On the other hand, method3()
uses another lock and doesn't enforce a happens-before relatation. This creates opportunity for optimization.
My question is how does the virtual machine implements those complex semantics? Does it avoid a full flush of the cache when it is not needed?
How does it track which variables did change by which thread at what point, so that it only loads from memory just the cache-lines needed?
You expect a too high-level thinking of a JVM. The memory model is intentionally only describing what has to be guaranteed, instead of how it has to be implemented. Certain architectures have coherent caches that don’t need to be flushed at all. Still, there might be actions required when it comes to forbid reordering of reads and/or writes beyond a certain point.
But in all cases, these effects are global as the guarantees are made for all reads and writes, not depending on the particular construct which establishes the happens-before relationship. Recall, all writes happening before releasing a particular lock happen-before all reads after acquiring the same lock.
The JVM doesn’t process happens-before relationships at all. It processes code, either by interpreting (executing) it or by generating native code for it. When doing so, it has to obey the memory model by inserting barriers or flushes and by not reordering read or write instructions beyond these barriers. At this point, it usually considers the code in isolation, not looking at what other threads are doing. The effect of these flushes or barriers is always global.
However, having a global effect is not sufficient for establishing a happens-before relationship. This relationship only exists, when a thread is guaranteed to commit all writes before the other thread is guaranteed to (re-)read the values. This ordering does not exist, when two threads synchronize on different objects or acquire/release different locks.
In case of volatile
variables, you can evaluate the value of the variable to find out, whether the other thread has written the expected value and hence committed the writes. In case of a synchronized
block, the mutual exclusion enforces an ordering. So within the synchronized
block, a thread can examine all variables guarded by the monitor to evaluate the state, which should be the result of a previous update within a synchronized
block using the same monitor.
Since these effects are global, some developers were misguided into thinking that synchronizing on different locks was ok, as long as the assumption about a time ordering is “reasonable”, but such program code must be considered broken as it is relying on side effects of a particular implementation, especially its simplicity.

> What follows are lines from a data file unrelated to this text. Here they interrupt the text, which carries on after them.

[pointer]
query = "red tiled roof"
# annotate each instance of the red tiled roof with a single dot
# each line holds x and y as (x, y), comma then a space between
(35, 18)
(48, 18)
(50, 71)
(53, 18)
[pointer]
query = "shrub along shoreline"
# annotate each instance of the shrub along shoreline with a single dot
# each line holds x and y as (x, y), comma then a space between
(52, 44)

One thing that recent JVMs do, is to consider that objects which are purely local, i.e. never seen by any other thread, can’t establish a happens-before relationship when synchronizing on them. Therefore, the effects of synchronization can be elided in these cases. We can expect more optimizations in the future…
How does it track which variables did change by which thread at what point, so that it only loads from memory just the cache-lines needed?
No. That's not how modern CPUs work.
On every platform that you're likely to see multithreaded Java code running on that is complex enough to have this kind of issue, cache coherency is implemented in hardware. A cache line can be directly transferred from one cache to another without going through main memory. In fact, it would be awful if data had to pass through slow main memory every time it was put down on one core and picked up on another. So the caches communicate with each other directly.
When code modifies a memory address, the cache for that core acquires exclusive ownership of that memory address. If another core wants to read that memory address, the caches will typically share the memory address by direct communication. If either core wants to modify the shared data, it must invalidate the data in the other thread's cache.
So these caches are managed by hardware and effectively make themselves invisible at the software level.
However, CPUs do sometimes have prefetching or posted writes (not in cache yet). These simply require the use of memory barrier instructions. A memory barrier operates entirely inside the CPU to prevent reordering, delaying, or early execution of memory operations across the barrier. The CPU knows what memory operations are delayed or performed ahead of time, so code doesn't have to keep track of it.